Tom Dudnyk started Vivo Agency in 2007 after more than a decade working in the medical device industry as an account executive. This experience helped Dudnyk build an understanding of the business of healthcare that gave him a foundation on which to start an agency specializing in health tech and medical device marketing.

Why did you get into this industry? 

I am a true oddball. I started Vivo with no marketing or agency experience. After 12 years as a device rep (Stryker, Cerner, Siemens), I was fed up with being given a spec sheet and told to “go hunt.” Marketing began to pay attention to me after I won a bunch of President Clubs. They saw I was developing my own strategies, creating my own materials and distributing them to my region. I knew it was time for a career change when marketing asked to use my materials and train up their agency. 

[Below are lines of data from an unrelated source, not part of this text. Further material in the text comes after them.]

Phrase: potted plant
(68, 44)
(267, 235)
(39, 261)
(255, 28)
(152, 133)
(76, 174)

Who helped you out along the way?

I sold my father, Ed Dudnyk — former owner of Dudnyk Agency — on the idea for a strategic medical device agency. He said to go for it and has helped me ever since.

Any interesting events/stories that changed your career? 

Early on, a competitor met me in my office to try to convince me to close shop and do something else. He was an arrogant, gasbag, know-it-all type. Looking back, I am grateful he did it. Every day for the next 10 years, I got up in the morning committed to proving him wrong. I was going to build the premier device agency. If it weren’t for him, I genuinely don’t know if I would be writing this.

Do you wish you could have done something differently?
Early success is the worst thing that can happen to you. When we started, we won our first three pitches against top-10 Madison Avenue agencies. We were very good, very strategic and completely out of the box with our approach. Our egos inflated and we thought we were better than we really were. We should have been evolving our game rather than stubbornly doubling down on our approach. It set us back many years. 

When did you know you were in the right place?

Right away. The device space has little in common with pharma. You have to have a deep understanding — not so much of disease states and science, but rather how healthcare is delivered and how it is changing. I spent six years selling $50 million EMRs for Cerner throughout every corner of the health system. I knew the business of healthcare from the C-suite to the cafeteria and all points in between. I looked around and saw that no other agencies had that expertise and spoke this language. It was our differentiator. 

Did you consider other professions?

Nope. I think it was Sun Tzu who motivated his armies by backing them up against mountains so they couldn’t retreat. Once you are committed to running your own agency, there is no retreat. You commit to your objective and your people and your customers. There is no Plan B. 

What other goals do you have for your career/the industry?

COVID has our customers over a barrel. They lost access to hospitals, practices and trade shows, all of which I don’t think will bounce back anytime soon. They are now getting religion about strategy, digital, marketing automation, content marketing and non-personal channels, but to be successful, they’ll have to take the organizational leadership reins from sales and R&D. We want to help them do it — because until they do, they will never realize their full potential.